Wanting to know how something works is formally called “curiosity”. Curiosity is why we ask questions and how we delve deeper into a problem. DT requires a healthy dose of curiosity so that we can understand the true problem facing a customer and so that we can build empathy with their plight.
Bias to Action
As Burnett and Evans point out, design thinkers like to “try stuff”. And like successful product development practitioners and project managers, designers are not afraid of failure. In fact, a test that fails is valued for what the team can learn. In this way, DT is not unlike a lean learning approach in which failure gains meaning because new opportunities are revealed. Remember what Edison said? He did not learn how to make a light bulb, he had learned hundreds of ways not to make one.
Reframing
A critical skill of a creative problem-solver is to understand the “right” problem to solve. Often this requires taking a step back to reframe the problem. A classic example is that we don’t buy a drill because of its features and functionalities. We buy a drill because we want a hole in wood, steel, or some other surface.

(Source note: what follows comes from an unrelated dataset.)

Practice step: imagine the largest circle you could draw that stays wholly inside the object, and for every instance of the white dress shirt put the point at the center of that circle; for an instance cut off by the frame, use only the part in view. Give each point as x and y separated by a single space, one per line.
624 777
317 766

When you reframe the problem, you can often come up with more creative and effective solutions. However, reframing must consider the customer’s viewpoint. It’s not that people on diets don’t want to eat cookies, it’s that they want to limit their calorie intake. Reframing the problem has led to 100-calorie packs of mini-cookies. This solution may have been available to a product development team without considering alternate views of the problem.
Awareness
Again, understanding and defining the “real” problem is important to generating the best solution. Design thinking asks us to be aware – aware of our biases and aware of different perspectives. You know the old saying that if you’re a hammer, everything looks like a nail. Engineers, marketers, and project managers tend to view all problems through a lens of past performance. We want to apply a solution that worked in a similar situation in the past.

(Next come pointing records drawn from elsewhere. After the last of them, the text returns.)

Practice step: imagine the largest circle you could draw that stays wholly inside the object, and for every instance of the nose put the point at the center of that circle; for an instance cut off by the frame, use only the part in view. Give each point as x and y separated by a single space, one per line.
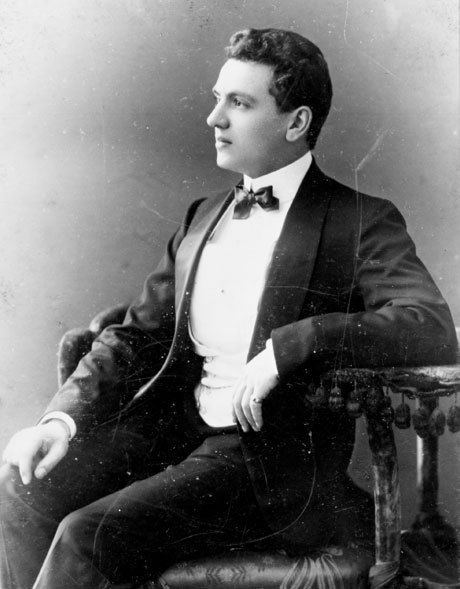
217 117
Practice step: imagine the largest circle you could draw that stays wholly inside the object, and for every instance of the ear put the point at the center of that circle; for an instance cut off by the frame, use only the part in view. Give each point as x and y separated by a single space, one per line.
299 123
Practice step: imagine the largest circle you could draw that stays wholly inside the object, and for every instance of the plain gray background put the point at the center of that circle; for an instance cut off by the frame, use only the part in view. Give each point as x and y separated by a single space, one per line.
103 144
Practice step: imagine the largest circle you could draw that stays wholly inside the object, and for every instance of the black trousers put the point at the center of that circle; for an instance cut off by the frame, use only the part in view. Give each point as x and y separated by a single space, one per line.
124 505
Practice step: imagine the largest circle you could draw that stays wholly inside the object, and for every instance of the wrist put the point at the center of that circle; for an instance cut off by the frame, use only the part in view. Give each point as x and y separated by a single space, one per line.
57 425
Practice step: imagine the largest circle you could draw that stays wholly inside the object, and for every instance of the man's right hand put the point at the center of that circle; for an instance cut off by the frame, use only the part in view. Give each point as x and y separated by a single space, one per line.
37 449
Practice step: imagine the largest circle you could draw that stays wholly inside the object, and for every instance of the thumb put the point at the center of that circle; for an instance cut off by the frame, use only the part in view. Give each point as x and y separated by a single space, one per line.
57 451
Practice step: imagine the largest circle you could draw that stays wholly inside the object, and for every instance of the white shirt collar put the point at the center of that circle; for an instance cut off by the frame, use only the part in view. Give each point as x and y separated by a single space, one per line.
285 181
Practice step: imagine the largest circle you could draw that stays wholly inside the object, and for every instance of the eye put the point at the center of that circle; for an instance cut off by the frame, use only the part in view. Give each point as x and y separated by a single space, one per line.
238 103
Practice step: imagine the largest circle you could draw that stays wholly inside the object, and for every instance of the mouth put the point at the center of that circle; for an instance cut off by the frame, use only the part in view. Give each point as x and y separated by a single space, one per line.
221 142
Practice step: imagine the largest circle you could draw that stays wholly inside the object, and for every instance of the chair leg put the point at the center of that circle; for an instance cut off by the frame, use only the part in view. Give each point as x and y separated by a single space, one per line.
430 547
385 572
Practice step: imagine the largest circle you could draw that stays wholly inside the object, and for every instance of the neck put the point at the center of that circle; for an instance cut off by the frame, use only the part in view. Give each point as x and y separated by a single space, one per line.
280 162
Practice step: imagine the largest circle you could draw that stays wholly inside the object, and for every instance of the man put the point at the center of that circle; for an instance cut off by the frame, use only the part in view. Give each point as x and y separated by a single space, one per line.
185 429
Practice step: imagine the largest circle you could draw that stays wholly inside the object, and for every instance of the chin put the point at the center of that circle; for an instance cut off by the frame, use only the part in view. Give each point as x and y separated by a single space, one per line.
228 163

Yet, breakthrough innovation and disruptive product development requires that a new, novel, and unique solution is used to address existing problems. Using the camera in your cell phone, you can take a picture of the parking spot and its number, so you don’t “lose” your car at a large event. You can pay for your daily latte with a cell phone app. None of these solutions would be available if the problems of a cell phone had been restricted to improving the quality of voice transmission.
Collaboration
Finally, a major element of design thinking involves cross-functional and multi-disciplinary collaboration. New product development (NPD) teams typically involve R&D, engineering, operations, marketing, sales, and purchasing. However, we sometimes fail to involve all the team members all the time. DT demonstrates that collaboration among team members leads to better solutions.
Diverse viewpoints can access more creative ideas which generate breakthrough innovations. Engineers may view usability and features as key to a product’s success while a logistics expert will note packaging and shipping boundaries for the new product. Working together, cross-functional team members can create a product or service that is optimized from the customer’s viewpoint.
Mindsets of Design Thinking
Design thinking is not new but applying the iterative and cross-functional approach to projects with customer empathy outweighing project planning might be new to you or your organization. Teams working on complex issues should consider using a DT methodology that gives a collaborative and creative problem-solving approach and places the customer first. The five mindsets of DT include curiosity to identify the right problem, a bias to action in learning from failure, reframing problems to gain the customer’s view, awareness of biases in generating solutions, and collaboration among diverse and multi-disciplinary team members.